Roy Schneider& Kim Mayfield
Thanks to roots artist Gurf Morlix for describing Roy Schneider and Kim Mayfield’s sound better than this writer can. His term “blue twangled folk n’ roll” is perfect. This husband and wife team runs the gamut from engaging acoustic folk to driving bluesy tunes, with hints of twang sprinkled in. The album title may well eventually become the duo’s band name, after touring internationally for ten years.
Both are songwriters and multi-instrumentalists, and each contribute songs and lead vocals on ten originals plus a closing, well-timed cover of Blaze Foley’s “Election Day,” featuring Foley’s long-time musical partner, the very same Gurf Morlix. High profile guests include harmonicist Charlies McCoy who plays on “Walking on a Wire” and Bonnie Raitt’s original famed bassist Freebo plays on that track as well as on the opening “Jump In.” Others guest on select tracks.
The opener “Jump In” chronicles in a fast-paced way the musician traveling life of the couple while “Walkin’ on a Wire” speaks to the mysterious confessional aspects of Schneider’s previous experience. It’s a harrowing one. Perhaps you’ve read about or seen the documentary on Straight, Inc. a psychological reprogramming facility disguised as a drug rehabilitation that operated in several states from 1976 through 1993. Schneider spent a full year there in 1985 as a 17-year-old and was unwilling to talk about it for thirty years, until now. “Angels Along the Road” tells the true story of survival following his escape and nods to the very kind people who took him in as a vagrant.
Schneider met Mayfield in 2003 and the two have made music together since. She takes the lead on the contemplative (sounds like a Foley or Townes Van Zandt title) “If I Die Tomorrow.” She harmonizes with Schneider on “Poison Arrow” and takes the lead on two of her songs, the ballad “Ring Around the Moon” and “Buddha Baby,” the story of her adopted baby boy.
As the duo weaves in and out of these well-crafted acoustic tunes, you’ll note the Dylan influence in “Subjugated Love,” the cleverly metaphor ridden “Runaway Train,’’ a commentary on our troubled times with an engineer who has no control. They also address the recent aftermath of Hurricane Irma in “After the Storm.”

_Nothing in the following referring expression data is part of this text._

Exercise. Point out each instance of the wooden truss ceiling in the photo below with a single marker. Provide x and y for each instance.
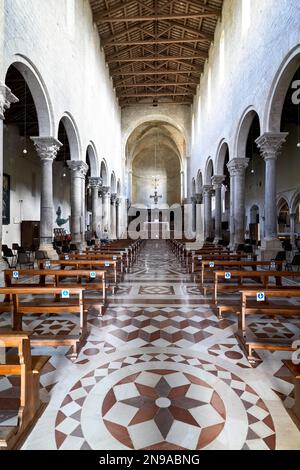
(156, 49)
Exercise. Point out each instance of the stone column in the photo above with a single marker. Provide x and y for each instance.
(95, 184)
(6, 100)
(105, 208)
(194, 212)
(46, 148)
(78, 170)
(270, 146)
(118, 217)
(217, 185)
(237, 168)
(292, 229)
(113, 216)
(207, 195)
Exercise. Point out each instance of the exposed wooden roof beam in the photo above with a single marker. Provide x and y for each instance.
(125, 32)
(170, 58)
(146, 95)
(154, 42)
(176, 16)
(154, 84)
(157, 72)
(189, 29)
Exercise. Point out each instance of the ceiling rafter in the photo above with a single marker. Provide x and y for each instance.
(156, 49)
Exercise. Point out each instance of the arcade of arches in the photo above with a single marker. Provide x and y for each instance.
(186, 109)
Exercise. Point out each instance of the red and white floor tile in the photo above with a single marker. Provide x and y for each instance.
(160, 371)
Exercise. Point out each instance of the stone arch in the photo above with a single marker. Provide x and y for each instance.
(278, 91)
(209, 171)
(93, 158)
(155, 117)
(73, 136)
(193, 187)
(295, 201)
(119, 188)
(113, 183)
(243, 130)
(221, 156)
(104, 172)
(199, 182)
(254, 212)
(38, 91)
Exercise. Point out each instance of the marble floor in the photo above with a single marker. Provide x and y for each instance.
(160, 371)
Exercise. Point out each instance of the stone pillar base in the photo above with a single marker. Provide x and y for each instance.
(269, 249)
(49, 250)
(3, 266)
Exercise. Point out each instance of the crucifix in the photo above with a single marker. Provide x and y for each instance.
(156, 197)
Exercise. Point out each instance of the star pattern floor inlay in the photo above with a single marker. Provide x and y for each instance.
(159, 370)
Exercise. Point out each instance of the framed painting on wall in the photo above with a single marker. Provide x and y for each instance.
(6, 200)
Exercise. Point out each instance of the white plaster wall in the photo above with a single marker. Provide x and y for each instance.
(254, 47)
(1, 37)
(60, 39)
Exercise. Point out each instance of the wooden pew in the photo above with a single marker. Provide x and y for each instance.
(235, 282)
(208, 267)
(250, 344)
(295, 370)
(110, 267)
(34, 304)
(29, 405)
(106, 258)
(94, 280)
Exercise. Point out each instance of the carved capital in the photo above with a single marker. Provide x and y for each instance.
(46, 147)
(237, 166)
(208, 190)
(95, 183)
(199, 198)
(113, 198)
(104, 190)
(78, 168)
(6, 99)
(217, 181)
(270, 144)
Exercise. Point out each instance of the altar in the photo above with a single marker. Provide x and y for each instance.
(156, 229)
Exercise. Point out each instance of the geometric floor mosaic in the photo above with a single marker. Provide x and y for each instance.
(159, 370)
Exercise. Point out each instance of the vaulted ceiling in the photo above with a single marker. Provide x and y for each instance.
(156, 49)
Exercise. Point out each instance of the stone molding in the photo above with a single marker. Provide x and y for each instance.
(78, 168)
(7, 98)
(270, 144)
(46, 147)
(238, 166)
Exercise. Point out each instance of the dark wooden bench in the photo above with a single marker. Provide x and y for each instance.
(225, 284)
(28, 406)
(248, 343)
(208, 267)
(89, 280)
(110, 267)
(41, 300)
(295, 370)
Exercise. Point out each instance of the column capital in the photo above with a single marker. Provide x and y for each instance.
(237, 166)
(6, 99)
(46, 147)
(78, 168)
(208, 190)
(217, 181)
(95, 182)
(198, 198)
(270, 144)
(104, 190)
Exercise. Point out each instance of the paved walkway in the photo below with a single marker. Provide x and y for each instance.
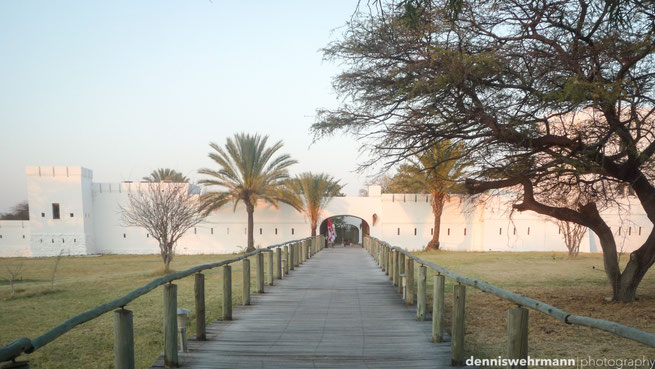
(337, 310)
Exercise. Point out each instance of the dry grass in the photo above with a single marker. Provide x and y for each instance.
(578, 286)
(85, 282)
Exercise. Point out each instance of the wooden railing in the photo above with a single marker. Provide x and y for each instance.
(295, 253)
(392, 261)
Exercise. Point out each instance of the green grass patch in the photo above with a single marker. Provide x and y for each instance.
(81, 283)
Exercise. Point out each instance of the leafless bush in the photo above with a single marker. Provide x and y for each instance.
(166, 211)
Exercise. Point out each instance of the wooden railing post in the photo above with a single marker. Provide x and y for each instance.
(227, 292)
(245, 279)
(517, 332)
(390, 265)
(396, 268)
(199, 294)
(379, 256)
(401, 271)
(269, 267)
(296, 255)
(286, 257)
(170, 326)
(421, 298)
(260, 273)
(409, 294)
(278, 263)
(458, 328)
(123, 339)
(438, 308)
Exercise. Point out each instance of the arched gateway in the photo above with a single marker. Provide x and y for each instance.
(349, 228)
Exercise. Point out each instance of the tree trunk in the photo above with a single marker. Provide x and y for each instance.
(438, 200)
(166, 255)
(625, 289)
(250, 209)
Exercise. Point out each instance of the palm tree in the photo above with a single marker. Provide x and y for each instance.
(314, 191)
(248, 172)
(166, 175)
(435, 171)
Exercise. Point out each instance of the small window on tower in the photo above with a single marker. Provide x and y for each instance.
(55, 211)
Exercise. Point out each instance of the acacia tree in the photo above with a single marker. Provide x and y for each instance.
(248, 171)
(436, 171)
(314, 192)
(572, 233)
(166, 211)
(551, 99)
(166, 175)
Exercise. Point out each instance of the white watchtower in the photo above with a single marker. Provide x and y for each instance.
(61, 210)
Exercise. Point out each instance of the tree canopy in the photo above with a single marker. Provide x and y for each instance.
(166, 175)
(20, 211)
(314, 192)
(248, 171)
(553, 99)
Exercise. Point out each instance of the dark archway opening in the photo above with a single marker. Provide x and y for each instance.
(350, 230)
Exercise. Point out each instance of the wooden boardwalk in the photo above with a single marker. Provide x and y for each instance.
(337, 310)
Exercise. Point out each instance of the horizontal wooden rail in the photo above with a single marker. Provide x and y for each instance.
(26, 345)
(620, 330)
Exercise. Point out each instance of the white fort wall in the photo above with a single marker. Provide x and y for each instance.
(90, 222)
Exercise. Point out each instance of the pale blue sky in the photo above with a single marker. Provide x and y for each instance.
(123, 87)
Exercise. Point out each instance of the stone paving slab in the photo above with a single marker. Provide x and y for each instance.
(337, 310)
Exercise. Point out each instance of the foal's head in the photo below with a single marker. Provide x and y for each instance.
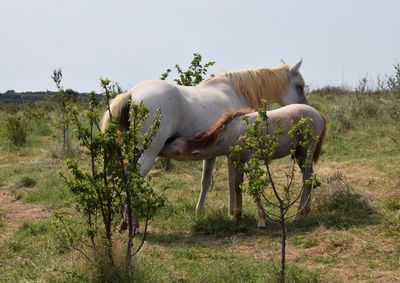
(295, 90)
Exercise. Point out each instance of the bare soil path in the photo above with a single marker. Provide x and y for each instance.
(15, 212)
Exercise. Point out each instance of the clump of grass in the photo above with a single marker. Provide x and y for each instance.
(26, 182)
(1, 221)
(218, 223)
(392, 204)
(338, 204)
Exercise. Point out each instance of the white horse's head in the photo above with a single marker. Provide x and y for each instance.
(295, 90)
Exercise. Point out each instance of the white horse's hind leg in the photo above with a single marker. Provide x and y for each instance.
(261, 218)
(235, 193)
(232, 192)
(305, 199)
(206, 178)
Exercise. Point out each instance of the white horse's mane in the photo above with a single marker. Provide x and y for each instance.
(258, 84)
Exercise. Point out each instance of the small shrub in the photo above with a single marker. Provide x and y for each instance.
(338, 204)
(16, 130)
(392, 204)
(26, 182)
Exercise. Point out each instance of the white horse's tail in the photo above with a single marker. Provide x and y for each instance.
(119, 109)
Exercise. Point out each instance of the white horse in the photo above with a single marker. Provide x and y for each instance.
(190, 110)
(227, 131)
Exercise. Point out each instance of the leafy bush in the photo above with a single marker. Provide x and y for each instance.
(26, 182)
(16, 130)
(339, 204)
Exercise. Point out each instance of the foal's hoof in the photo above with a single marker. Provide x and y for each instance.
(262, 225)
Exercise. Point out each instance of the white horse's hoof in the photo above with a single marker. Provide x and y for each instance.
(261, 225)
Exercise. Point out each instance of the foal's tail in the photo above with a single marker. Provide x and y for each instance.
(119, 109)
(317, 151)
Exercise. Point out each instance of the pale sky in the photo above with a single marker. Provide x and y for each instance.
(132, 41)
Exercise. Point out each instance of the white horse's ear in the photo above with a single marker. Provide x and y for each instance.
(295, 69)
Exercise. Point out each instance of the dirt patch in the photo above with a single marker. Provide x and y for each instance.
(14, 213)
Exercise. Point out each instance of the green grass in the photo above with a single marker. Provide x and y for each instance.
(352, 233)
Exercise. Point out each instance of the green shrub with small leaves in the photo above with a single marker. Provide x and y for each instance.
(16, 130)
(110, 187)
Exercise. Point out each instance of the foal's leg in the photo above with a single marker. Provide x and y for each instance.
(235, 193)
(206, 178)
(261, 217)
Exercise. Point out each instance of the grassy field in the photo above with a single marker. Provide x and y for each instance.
(351, 235)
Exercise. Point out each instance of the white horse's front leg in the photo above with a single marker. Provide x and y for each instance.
(305, 199)
(235, 193)
(206, 178)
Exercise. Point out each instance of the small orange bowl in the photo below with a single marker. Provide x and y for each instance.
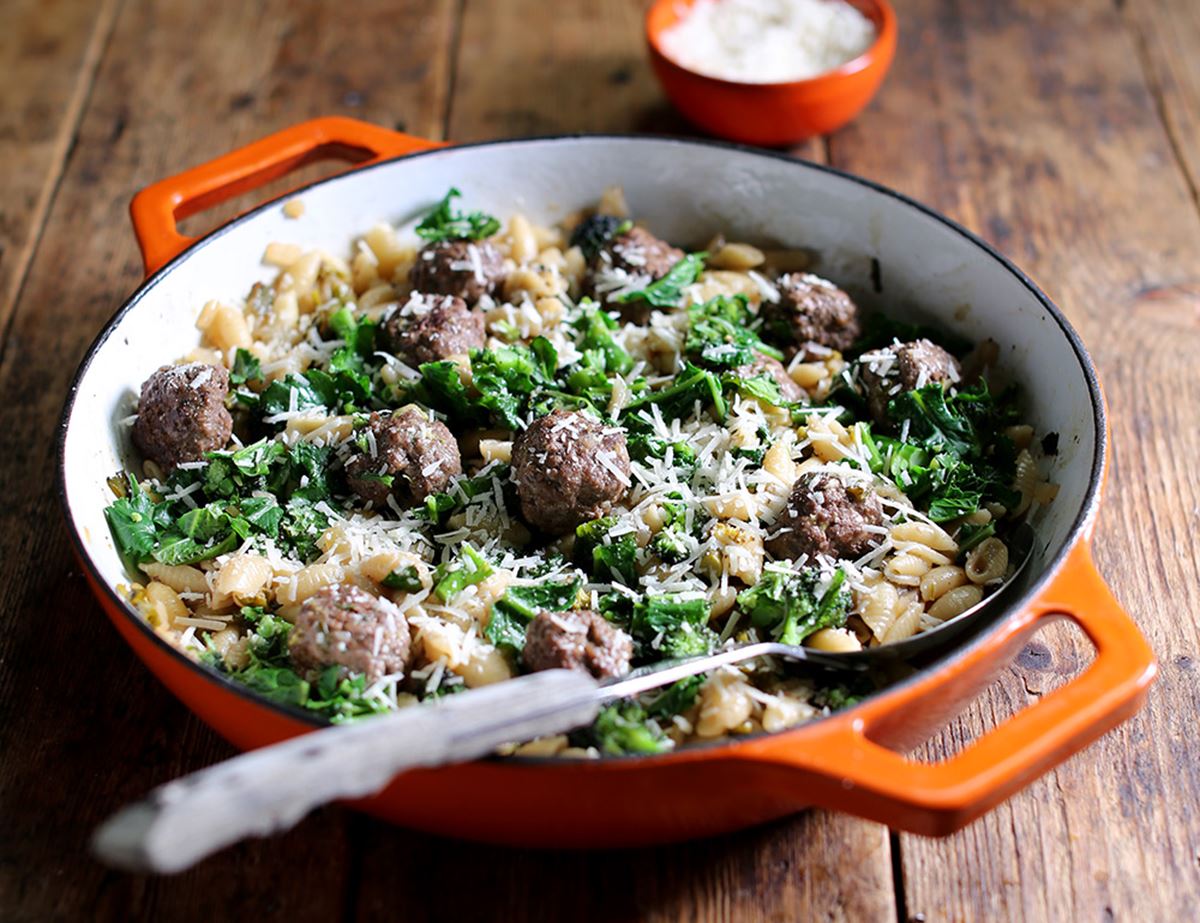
(773, 114)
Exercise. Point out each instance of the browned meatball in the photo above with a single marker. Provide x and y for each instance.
(430, 328)
(181, 413)
(903, 367)
(827, 516)
(810, 311)
(468, 269)
(577, 640)
(346, 625)
(407, 455)
(568, 469)
(640, 253)
(631, 261)
(766, 365)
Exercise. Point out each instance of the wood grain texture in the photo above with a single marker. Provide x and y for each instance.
(1167, 33)
(49, 53)
(1039, 131)
(1056, 129)
(83, 727)
(815, 867)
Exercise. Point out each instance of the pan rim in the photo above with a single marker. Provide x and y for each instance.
(1077, 533)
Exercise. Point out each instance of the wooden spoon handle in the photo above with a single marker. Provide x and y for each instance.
(269, 790)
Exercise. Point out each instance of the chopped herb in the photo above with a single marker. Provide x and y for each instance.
(667, 292)
(444, 223)
(453, 579)
(246, 367)
(787, 604)
(672, 627)
(594, 233)
(407, 579)
(520, 605)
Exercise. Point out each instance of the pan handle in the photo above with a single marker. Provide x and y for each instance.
(156, 209)
(939, 798)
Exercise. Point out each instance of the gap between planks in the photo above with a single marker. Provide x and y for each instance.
(64, 144)
(1158, 94)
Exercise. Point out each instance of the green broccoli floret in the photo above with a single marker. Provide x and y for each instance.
(789, 605)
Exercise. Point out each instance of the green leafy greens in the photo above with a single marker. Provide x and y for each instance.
(444, 223)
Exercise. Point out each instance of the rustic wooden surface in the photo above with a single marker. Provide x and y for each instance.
(1065, 131)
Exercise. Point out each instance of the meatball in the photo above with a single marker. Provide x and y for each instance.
(640, 253)
(811, 311)
(577, 640)
(630, 262)
(766, 365)
(430, 328)
(568, 469)
(467, 269)
(407, 455)
(181, 413)
(903, 367)
(346, 625)
(827, 516)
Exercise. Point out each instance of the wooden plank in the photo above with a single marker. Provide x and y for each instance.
(1168, 33)
(525, 69)
(813, 867)
(1039, 131)
(83, 726)
(48, 54)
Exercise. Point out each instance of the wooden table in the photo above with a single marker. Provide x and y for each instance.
(1065, 131)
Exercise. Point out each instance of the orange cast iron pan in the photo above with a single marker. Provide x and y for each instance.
(851, 761)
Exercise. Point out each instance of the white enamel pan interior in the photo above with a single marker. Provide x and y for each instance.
(887, 251)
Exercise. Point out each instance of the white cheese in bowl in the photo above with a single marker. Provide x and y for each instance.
(767, 41)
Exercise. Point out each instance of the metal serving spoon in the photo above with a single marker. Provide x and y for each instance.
(269, 790)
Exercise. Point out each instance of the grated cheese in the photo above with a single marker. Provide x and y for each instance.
(768, 41)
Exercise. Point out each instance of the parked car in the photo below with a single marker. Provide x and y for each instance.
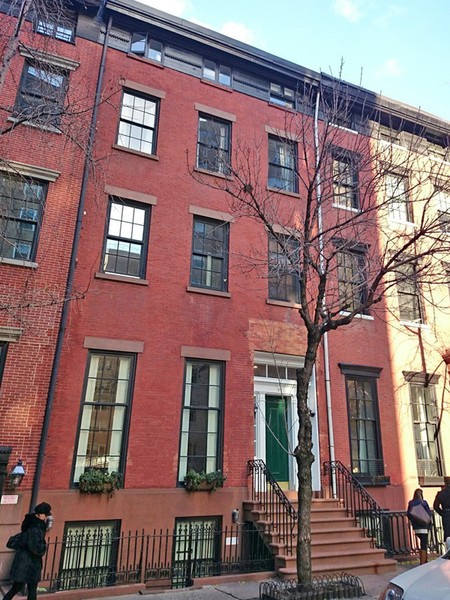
(427, 582)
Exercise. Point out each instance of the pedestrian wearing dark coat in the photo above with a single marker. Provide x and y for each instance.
(442, 506)
(420, 529)
(27, 563)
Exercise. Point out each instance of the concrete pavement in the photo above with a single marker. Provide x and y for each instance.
(249, 590)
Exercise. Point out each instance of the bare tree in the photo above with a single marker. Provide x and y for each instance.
(365, 221)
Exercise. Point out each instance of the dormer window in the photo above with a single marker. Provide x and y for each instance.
(281, 95)
(215, 72)
(143, 45)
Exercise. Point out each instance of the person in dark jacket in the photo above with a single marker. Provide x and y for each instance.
(442, 506)
(27, 563)
(420, 529)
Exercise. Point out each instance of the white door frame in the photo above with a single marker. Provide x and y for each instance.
(287, 389)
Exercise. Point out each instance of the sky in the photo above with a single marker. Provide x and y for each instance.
(399, 48)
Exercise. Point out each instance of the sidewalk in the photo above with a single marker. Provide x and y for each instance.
(373, 585)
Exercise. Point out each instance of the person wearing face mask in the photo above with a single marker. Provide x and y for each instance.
(27, 564)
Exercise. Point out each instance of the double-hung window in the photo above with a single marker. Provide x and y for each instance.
(209, 266)
(364, 421)
(345, 181)
(396, 187)
(41, 93)
(425, 419)
(3, 351)
(21, 208)
(202, 417)
(284, 269)
(105, 413)
(282, 164)
(138, 122)
(213, 144)
(143, 45)
(408, 293)
(125, 250)
(352, 279)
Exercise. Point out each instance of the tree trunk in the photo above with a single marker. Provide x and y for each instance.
(305, 458)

The album was recorded in Schneider’s studio in Florida and mastered in Austin by acclaimed producer, songwriter and engineer Mark Hallman (Carole King, Ani DiFrance and Eliza Gilkyson) who has played with and heard countless artists. He says, “This truly is a wonderful record. It is one of the finest singer/songwriter records to come across my mastering desk in a long time.”
Some publications have already likened Schneider to the best songwriters like Earle, Clark, and Lovett. The ringing impression from this offering is the seamless blending of so many forms of roots music. combined with meaningful and often insightful lyrics. It works beautifully.